According to photography historian Terrence Pepper, Dahl-Wolfe was among the most significant female fashion photographers of the early 20th century. Fashion curator Valerie Steele noted that the vitality of her work contributed substantially to the development of the "American look.

In 1943, President Franklin D. Roosevelt proclaimed the whole month of March as “Red Cross Month,” and the campaign raised $125 million war fund. This campaign demanded the most substantial amount of money in American history. Alongside with the tough circumstance, contemporary American women and professionals in the fashion industry, joined together to form a new style.

==Selected works==

=== Harper's Bazaar cover, March 1943===
Source:

Dahl-Wolfe dedicated to promoting patriotism in fashion in the World War II era. Her photography highlights the implications of World War II in the American fashion industry. The Harper's Bazaar cover, March 1943, was one of the iconic photographs from Louise Dahl-Wolfe. The cover shows a young lady in front of the reception of American Red Cross Blood Donation clinic. She is styling chicly in an elegant navy suit, white blouse, black gloves, a cloche hat with long waves in her hair and holding a red bag with matching lipstick. The young woman looks either waiting to go inside to donate or about to leave the Red Cross blood donor room. The expression on her face is nonchalant with a suggestion that she does not attend the blood donation clinic regularly. Her eyes are empty. She may be disappointed or sad or helpless just as any other American woman knowing the reality is no one can escape. The audience can sense the uncertainty in the air of the time from her expression.

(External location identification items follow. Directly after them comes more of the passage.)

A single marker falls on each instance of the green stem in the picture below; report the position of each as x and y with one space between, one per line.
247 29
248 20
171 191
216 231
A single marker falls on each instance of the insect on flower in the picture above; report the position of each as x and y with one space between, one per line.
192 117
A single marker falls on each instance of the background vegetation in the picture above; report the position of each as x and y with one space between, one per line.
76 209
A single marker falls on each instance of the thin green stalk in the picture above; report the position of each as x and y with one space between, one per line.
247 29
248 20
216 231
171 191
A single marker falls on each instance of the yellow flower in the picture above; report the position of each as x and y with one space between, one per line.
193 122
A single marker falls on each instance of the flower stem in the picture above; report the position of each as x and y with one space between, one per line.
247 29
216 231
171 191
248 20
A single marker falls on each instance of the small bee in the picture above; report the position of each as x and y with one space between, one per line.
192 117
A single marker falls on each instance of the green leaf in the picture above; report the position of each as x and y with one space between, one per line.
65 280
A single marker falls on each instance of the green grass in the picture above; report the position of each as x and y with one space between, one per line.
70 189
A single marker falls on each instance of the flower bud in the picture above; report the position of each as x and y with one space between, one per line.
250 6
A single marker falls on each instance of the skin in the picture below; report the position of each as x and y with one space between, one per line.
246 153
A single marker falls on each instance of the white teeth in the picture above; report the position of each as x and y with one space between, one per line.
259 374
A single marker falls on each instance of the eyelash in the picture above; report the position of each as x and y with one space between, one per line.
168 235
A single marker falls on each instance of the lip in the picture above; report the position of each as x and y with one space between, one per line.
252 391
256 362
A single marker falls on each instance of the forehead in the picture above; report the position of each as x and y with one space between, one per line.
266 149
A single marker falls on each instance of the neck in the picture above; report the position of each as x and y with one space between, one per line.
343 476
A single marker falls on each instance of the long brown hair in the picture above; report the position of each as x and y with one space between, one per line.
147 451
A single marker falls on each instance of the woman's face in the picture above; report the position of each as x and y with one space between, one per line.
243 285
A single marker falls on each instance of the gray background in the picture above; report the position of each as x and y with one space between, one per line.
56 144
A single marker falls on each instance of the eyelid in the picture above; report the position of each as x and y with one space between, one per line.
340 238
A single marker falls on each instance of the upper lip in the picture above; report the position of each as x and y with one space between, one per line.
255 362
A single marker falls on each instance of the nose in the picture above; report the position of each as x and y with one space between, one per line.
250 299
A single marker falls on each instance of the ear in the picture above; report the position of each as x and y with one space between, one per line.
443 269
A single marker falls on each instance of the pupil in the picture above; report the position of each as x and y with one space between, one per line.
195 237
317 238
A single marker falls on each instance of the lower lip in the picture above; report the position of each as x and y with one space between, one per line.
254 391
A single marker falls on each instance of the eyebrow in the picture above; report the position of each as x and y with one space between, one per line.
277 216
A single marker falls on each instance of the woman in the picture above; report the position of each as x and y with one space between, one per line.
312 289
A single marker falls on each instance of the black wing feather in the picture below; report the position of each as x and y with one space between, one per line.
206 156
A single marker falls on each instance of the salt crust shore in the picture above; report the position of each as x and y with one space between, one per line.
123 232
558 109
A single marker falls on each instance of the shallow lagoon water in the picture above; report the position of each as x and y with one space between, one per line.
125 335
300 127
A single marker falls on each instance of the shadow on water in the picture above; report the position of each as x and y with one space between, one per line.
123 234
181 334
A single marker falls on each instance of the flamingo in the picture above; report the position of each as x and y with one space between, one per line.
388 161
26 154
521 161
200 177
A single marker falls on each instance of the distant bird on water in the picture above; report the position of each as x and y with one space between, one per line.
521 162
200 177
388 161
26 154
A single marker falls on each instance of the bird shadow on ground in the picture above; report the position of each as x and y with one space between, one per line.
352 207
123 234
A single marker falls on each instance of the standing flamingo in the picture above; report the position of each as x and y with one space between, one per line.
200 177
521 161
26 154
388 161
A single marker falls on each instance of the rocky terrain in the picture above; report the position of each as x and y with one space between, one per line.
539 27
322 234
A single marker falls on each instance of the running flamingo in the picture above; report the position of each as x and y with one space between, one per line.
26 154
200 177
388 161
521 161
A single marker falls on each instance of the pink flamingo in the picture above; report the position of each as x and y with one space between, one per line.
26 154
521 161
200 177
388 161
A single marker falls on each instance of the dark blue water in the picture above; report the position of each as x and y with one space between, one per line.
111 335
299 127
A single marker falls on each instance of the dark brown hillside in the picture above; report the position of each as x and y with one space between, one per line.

At the height of World War II, women had been left at home after their male counterparts were sent abroad to fight. The woman in the cover represented all American women who determined to do their part to contribute to the war. American women in World War II were no longer the delicate creature surrounded by flowers as seen in previous covers, but responsible individuals with the ability to do their bit of help. Harper's Bazaar cover from March 1943, on the other hand, shows the power that women have gained in society. The cover is a mirror up to its audience, a reflection of the women, who had entered the workforce for the first time, who became wartime brides when they married their soldier, who take care family and just an occasional letter from a loved one to lament over. The model in the cover was 18-year-old Lauren Bacall, who was a successful actress in Hollywood. According to David Thomson, it was Diana Vreeland, who worked for both Harper's Bazaar and Vogue, who discovered Lauren Bacall and placed her on the cover of Harper's Bazaar.